Psychophysiologic insomnia, also called learned sleeplessness
Related terms are learned insomnia, conditioned insomnia, primary insomnia, chronically heightened physical tension or psychophysiologic hyposomnia.
Incidence
Psychophysiologic insomnia which is characterized by difficulty in falling or staying asleep or by waking up early in the morning is the most common sleep disorder. Approximately 10 % of the population suffer from it with 50 % of them actually needing therapy. Frequently, it is perceived as a disturbance in the 3rd decade of life. Complaints can worsen with increasing age. Women are affected more often than men.
Causes
It is a sleep disorder which occurs at a chronically heightened physical, emotional and mental tension level. Sleep-preventing associations and misbehaviour with regard to healthy sleep can be observed. Psychophysiologic insomnia highly tends to become chronic.
Symptoms
Observations show that patients frequently make an excessive effort to fall asleep, are frightened of not falling asleep and lack sleep hygiene (e.g. they have irregular bed times, work at night, watch TV, sleep to long in the morning). The inability to switch off and a nocturnal tendency to worry are characteristic for this disease. In many cases, the ability to sleep does not occur until in the morning hours. During the day, the patients experience severe sleepiness, exhaustion and emotional disgruntlement. Very often stress symptoms such as headaches and stomach-aches are observed. Towards evening, a heightened fear of bedtime is seen frequently.
Examination
Primarily, it is necessary to eliminate the existence of organic or psychic disorders which may provoke insomnia. Laboratory values especially thyroid test values, iron values, folic acid values, vitamin B12 status and liver values are also of importance. Drug and addictive drug anamnesis quite often reveals a chronic use of benzodiazepine and/or an increased consumption of alcohol in the evening.

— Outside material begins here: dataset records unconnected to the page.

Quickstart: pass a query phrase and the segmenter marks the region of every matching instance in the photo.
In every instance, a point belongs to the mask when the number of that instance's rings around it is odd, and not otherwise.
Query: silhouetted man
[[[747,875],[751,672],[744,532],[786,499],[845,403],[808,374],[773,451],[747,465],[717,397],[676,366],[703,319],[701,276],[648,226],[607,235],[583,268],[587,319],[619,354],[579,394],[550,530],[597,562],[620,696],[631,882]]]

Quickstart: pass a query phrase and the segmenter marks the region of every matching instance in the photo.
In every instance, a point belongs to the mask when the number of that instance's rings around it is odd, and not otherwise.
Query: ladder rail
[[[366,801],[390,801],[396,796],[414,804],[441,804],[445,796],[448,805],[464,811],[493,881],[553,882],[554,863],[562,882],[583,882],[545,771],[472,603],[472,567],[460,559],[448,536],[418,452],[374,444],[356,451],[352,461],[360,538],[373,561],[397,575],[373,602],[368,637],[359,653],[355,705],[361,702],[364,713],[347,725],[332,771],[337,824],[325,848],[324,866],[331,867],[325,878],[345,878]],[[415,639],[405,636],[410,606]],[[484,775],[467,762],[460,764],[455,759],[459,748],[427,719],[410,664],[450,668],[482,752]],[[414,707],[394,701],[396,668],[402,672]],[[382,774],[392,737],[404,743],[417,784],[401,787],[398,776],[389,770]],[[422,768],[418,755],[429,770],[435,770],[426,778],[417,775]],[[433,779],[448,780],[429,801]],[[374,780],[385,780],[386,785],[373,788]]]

Examination in the sleep laboratory
An inpatient polysomnographic examination in order to rule out other causes of the sleep disorder is recommended particularly in case of chronic difficulty in falling and staying asleep. The polysomnographic examination of the sleep laboratory frequently reveals an extended falling-asleep duration, an increased number and duration of nocturnal wake periods as well as reduced sleep quality. In many cases, the periods of superficial sleep have increased and the periods of deep sleep have decreased. A fine analysis of the nocturnal registration shows an increase in micro-arousals and characteristic interferences in the patients’ electroencephalogram. Despite of the occasional stress caused by the sensors in the examination situation, the patients often sleep better than in their domestic environment.
Therapy
Pharmacological as well as non-pharmacological therapy forms, partly applied in combination, can be taken into account. Most of the therapeutic measures can be carried out as outpatient treatment.
Non-pharmacological methods
Training in sleep hygiene; sleep diary; relaxation techniques; behaviour therapy-oriented personal consultation or group meetings; stimulus control (help to stop brooding); sleep restriction (reducing time spent in bed); paradoxical intention; phototherapy
Pharmacological treatment
Hypnotics should only be taken for a short period of time of a maximum of 2 x 2 weeks and, in a few exceptional cases up to 3 months. Secondary hypnotics such as for example sedative antidepressants can frequently be prescribed for longer periods. In individual cases only, low-potent neuroleptics, phyto-pharmaceuticals, L-tryptophane, melatonin or antihistamines can be considered.